Written by: Kevin Heinrichs (View All Posts • View Bio ) Published: December 6, 2012
Categorized: Divorce, Finances, Procedure, Property Division.

In the recently released decision of Zwiers v. Thompson, the BC Supreme Court looked at the priority ranking of charges registered against the family residence. There were three charges filed: the wife filed a certificate of pending litigation in May 2010, the Family Maintenance Enforcement Program registered a charge in June 2011, and the husband’s lawyer filed a charge for his fees in July 2011. The husband’s share of the sale proceeds was held in trust until the determination of these charges was made.
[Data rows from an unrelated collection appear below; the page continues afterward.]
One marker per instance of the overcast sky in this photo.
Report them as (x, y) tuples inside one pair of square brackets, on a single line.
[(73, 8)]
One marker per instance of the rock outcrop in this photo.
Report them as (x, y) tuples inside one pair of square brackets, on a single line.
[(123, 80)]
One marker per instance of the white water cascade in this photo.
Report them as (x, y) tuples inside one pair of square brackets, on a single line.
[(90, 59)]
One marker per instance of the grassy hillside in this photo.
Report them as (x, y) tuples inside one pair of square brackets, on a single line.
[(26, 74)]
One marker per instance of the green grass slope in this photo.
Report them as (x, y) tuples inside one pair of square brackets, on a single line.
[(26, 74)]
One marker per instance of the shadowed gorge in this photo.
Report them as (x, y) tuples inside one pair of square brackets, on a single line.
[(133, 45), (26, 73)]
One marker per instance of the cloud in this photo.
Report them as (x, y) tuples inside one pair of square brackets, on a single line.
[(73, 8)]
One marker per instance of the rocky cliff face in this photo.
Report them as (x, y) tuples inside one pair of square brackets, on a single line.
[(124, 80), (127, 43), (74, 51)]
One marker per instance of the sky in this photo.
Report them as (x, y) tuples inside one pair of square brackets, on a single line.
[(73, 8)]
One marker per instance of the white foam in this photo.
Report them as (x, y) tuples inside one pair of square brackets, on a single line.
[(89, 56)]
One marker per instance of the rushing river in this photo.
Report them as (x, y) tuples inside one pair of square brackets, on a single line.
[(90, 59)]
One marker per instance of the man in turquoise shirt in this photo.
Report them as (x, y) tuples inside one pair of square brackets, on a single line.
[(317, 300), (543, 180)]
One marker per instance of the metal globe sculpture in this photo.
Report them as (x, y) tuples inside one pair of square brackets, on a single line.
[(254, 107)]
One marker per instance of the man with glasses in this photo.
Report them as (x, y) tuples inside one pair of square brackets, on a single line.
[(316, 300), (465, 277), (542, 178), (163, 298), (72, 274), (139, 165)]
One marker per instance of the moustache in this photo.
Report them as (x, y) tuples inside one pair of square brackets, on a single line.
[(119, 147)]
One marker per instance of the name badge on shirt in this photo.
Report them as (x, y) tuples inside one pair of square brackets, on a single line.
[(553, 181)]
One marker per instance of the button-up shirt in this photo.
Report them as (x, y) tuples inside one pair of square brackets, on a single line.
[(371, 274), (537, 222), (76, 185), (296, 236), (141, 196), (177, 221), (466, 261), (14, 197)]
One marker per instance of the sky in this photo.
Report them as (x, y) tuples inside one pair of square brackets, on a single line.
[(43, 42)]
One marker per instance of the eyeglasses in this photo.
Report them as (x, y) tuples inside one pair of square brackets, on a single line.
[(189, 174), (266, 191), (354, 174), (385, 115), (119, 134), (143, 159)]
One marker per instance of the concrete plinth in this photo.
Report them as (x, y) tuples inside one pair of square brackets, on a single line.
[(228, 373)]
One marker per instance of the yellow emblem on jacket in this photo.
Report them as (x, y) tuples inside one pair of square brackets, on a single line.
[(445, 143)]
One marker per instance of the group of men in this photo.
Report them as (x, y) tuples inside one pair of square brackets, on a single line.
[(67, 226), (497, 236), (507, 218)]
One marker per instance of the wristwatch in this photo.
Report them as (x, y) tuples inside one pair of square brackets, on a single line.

Subsequent to the sale of the family residence, the wife claimed repayment from the husband’s share of the net sale proceeds for child support arrears, mortgage payments, property taxes, utility payments and renovation expenses.

The issue before the Court was whether the wife’s certificate of pending litigation, filed before the husband’s lawyer’s charge, provided authority for paying additional funds to her even though she had already received her share of the net sale proceeds.  The lawyer’s position was that the wife’s CPL provided no further security beyond her one half share of the net sale proceeds.

The Court ruled in the wife’s favour, finding that the CPL had been pleaded broadly enough to encompass her one half share of the proceeds and potentially any claims for additional sale proceeds.

The Court looked at the wife’s statement of claim to determine what relief was sought in the language asking for a CPL. In particular, the Court found that because her pleadings stated that she asserted an interest in “all or part” of the husband’s interest to the residence (and all other family assets) by way of a trust claim she claimed, effectively, an interest in the entire family residence. That statement was enough to grant her priority over the husband’s lawyer’s charge.

The Court declined to determine whether the monies claimed by the wife were legitimate charges, however, as it required further evidence to do so.

This case tells us that the manner in which pleadings are written is of the utmost importance – as they may be referred to in any stage of the action. Making a claim for a share of family assets should include a trust claim over all, or part, of the assets.